MusicLab Intern Daniel Webbon's Top 10 Favorite Classical Pieces
April 16, 2013 5:04:00 pm
Check out MusicLab intern and Moore's School graduate student Daniel Webbon's list here!
(Just click the "play" symbol to sample Daniel's picks.)
1. Maurice Ravel - String Quartet
I first heard this piece in the opening montage to Wes Anderson’s film, The Royal Tenenbaums. It’s a wonderful quartet - a real watershed of techniques and textures that would define string chamber music for the 20th century. Plus, in typical Ravel fashion, it balances whimsical lyricism with a supreme hipness, a knack for the cool.
- Claude Debussy - String Quartet
The other great quartet of the early twentieth century, Debussy pulls out all the stops on this one. There are moments of sublime beauty and ones of terrific power. He turns the string quartet into an orchestra, both in sonic weight and timbral color, in a way not done since Schubert’s Death and the Maiden
- Johannes Brahms - Intermezzo No 2, Op 118
This is perhaps the most expertly constructed piece ever written. Brahms shows himself a true master of both harmonic invention and structural unity, though the real beauty of this piece is revealed when one plays it. There are literally dozens of was to perform certain passages. The voice leading and counterpoint is so good that one can bring out any number of inner voices to create secondary melodic lines. The balance of raw beauty and intricate craft make this one a special piece indeed.
- Johannes Brahms - Symphony No 3
Probably the most perfect symphony. Brahms, ever the supreme craftsman, paired this symphony down to a mere 30 minutes, his shortest, and much shorter than its contemporaries. The best moment for me is the clarinet melody that acts as the 2nd theme in the first movement. It is quintessential Brahms, plaintive and yet somehow playful at the same time.
- Samuel Barber - Piano Sonata
This one makes the list if for no other reason than the fugue. It is THE fugue of the 20th century. It’s a fiend to perform and stunning to hear, a true testament to the enduring legacy of J.S. Bach and his technique. Barber’s sonata is an American masterpiece.
- Gustav Mahler - Symphony No 1
For all of Mahler’s usual despair and brooding, his first symphony, subtitled Titan is a joyous triumph. Mahler said that the symphony should contain the world, and in this one is all that is good and beautiful. Not that there aren’t dark moments, the 3rd movement, a minor-key variation on Frere Jaques is absolutely haunting, but the work ends in pure bliss.

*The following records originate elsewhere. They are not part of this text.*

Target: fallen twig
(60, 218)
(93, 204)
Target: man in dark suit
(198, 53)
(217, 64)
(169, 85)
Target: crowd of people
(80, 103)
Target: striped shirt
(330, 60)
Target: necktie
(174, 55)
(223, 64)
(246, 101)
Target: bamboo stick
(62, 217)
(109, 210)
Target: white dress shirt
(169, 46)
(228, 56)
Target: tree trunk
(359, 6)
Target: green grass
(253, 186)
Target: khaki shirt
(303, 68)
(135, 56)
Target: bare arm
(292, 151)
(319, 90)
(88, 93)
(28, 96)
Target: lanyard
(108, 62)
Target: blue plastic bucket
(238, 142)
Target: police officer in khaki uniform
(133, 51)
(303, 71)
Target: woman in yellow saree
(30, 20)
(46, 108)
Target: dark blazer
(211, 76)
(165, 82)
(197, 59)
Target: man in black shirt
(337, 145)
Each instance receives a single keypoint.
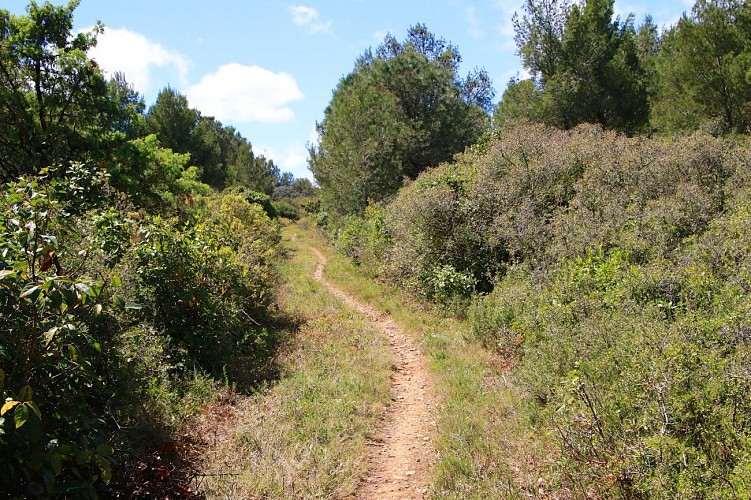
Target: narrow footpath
(402, 449)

- Sergei Prokofiev - Symphony No 5
Like Ravel, Prokofiev had a penchant for lyricism and catchy rhythms and. His fifth symphony is world unto its own in terms of singable melodies, driving rhythms, and exciting textures. The orchestra races and roars in this mid-century work.

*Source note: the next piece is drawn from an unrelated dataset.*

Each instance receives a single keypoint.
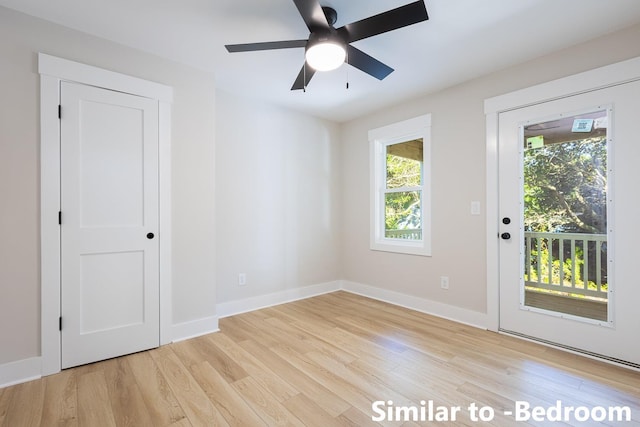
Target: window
(400, 187)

- Igor Stravinsky - Three Movements from Petrushka for Solo Piano
While Petrushka is not my favorite Stravinsky ballet (that title goes to either excerpts from the Rite of Spring or the whole of Firebird) his piano suite from the same larger ballet is an amazing bit of music. It is first and foremost a tour de force of piano technique. The pianist is required to perform extraordinary feats of athleticism. But it is also altogether light and palatable. Nothing else in the repertoire sounds quite like it.

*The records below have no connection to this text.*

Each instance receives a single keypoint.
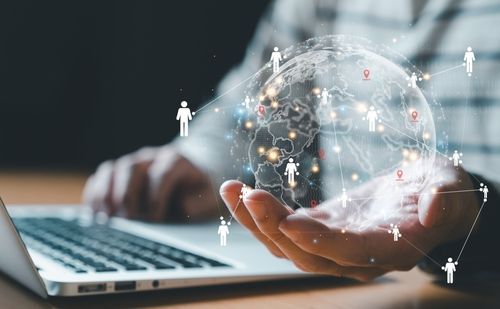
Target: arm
(207, 132)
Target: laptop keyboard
(100, 248)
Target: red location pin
(366, 73)
(400, 174)
(414, 115)
(262, 110)
(321, 154)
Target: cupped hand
(355, 241)
(151, 184)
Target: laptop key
(82, 243)
(105, 269)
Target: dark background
(85, 81)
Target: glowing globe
(339, 112)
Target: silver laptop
(62, 251)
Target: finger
(99, 188)
(164, 175)
(201, 203)
(230, 192)
(437, 207)
(267, 213)
(130, 181)
(343, 247)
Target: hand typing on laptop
(153, 183)
(147, 184)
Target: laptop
(63, 251)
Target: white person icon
(223, 231)
(394, 230)
(184, 116)
(291, 171)
(449, 268)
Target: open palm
(355, 241)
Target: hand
(151, 184)
(353, 241)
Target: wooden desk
(412, 289)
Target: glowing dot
(271, 92)
(273, 154)
(361, 108)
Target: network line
(465, 115)
(226, 92)
(421, 251)
(447, 70)
(471, 229)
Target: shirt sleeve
(209, 145)
(482, 251)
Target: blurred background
(86, 81)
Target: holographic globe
(339, 112)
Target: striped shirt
(433, 35)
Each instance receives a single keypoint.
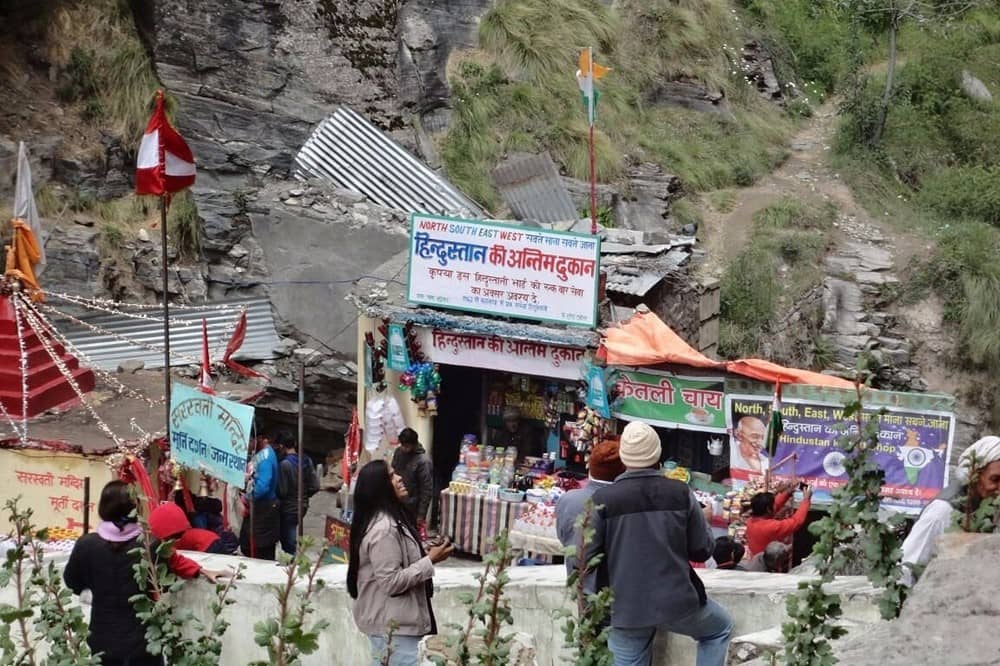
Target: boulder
(758, 68)
(688, 93)
(975, 88)
(952, 601)
(73, 263)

- Sergei Taneyev - St. John of Damascus
Sergei Taneyev is a little-known Russian composer. He took over Tchaikovsky’s teaching position after the great composer's untimely (and possibly scandalous) death. Taneyev was also one of the greatest contrapuntalists to ever live. He poured over his themes and would compose thousands of short sketches of material before assembling his scores. This cantata is a work of staggering depth and beauty. One gets lost in the swirling counterpoint and the seemingly inevitable crescendo of the first movement. One gets bowled over by the unimaginable hugeness of it all in the last.
- Paul Lansky - Threads
This percussion quartet is the most recent work on my list, composed in the early 2000’s. Lansky really capitalizes on the ritualistic nature of drums and the meditative qualities of the other percussion instruments. Visually, this is a fascinating piece to behold, as the percussionist must navigate through a myriad of instruments and the four players must coordinate inhumanly perfect precision. If there can be said to be such a thing, this piece is the cornerstone of chamber percussion repertoire, right after John Cage’s Third Construction.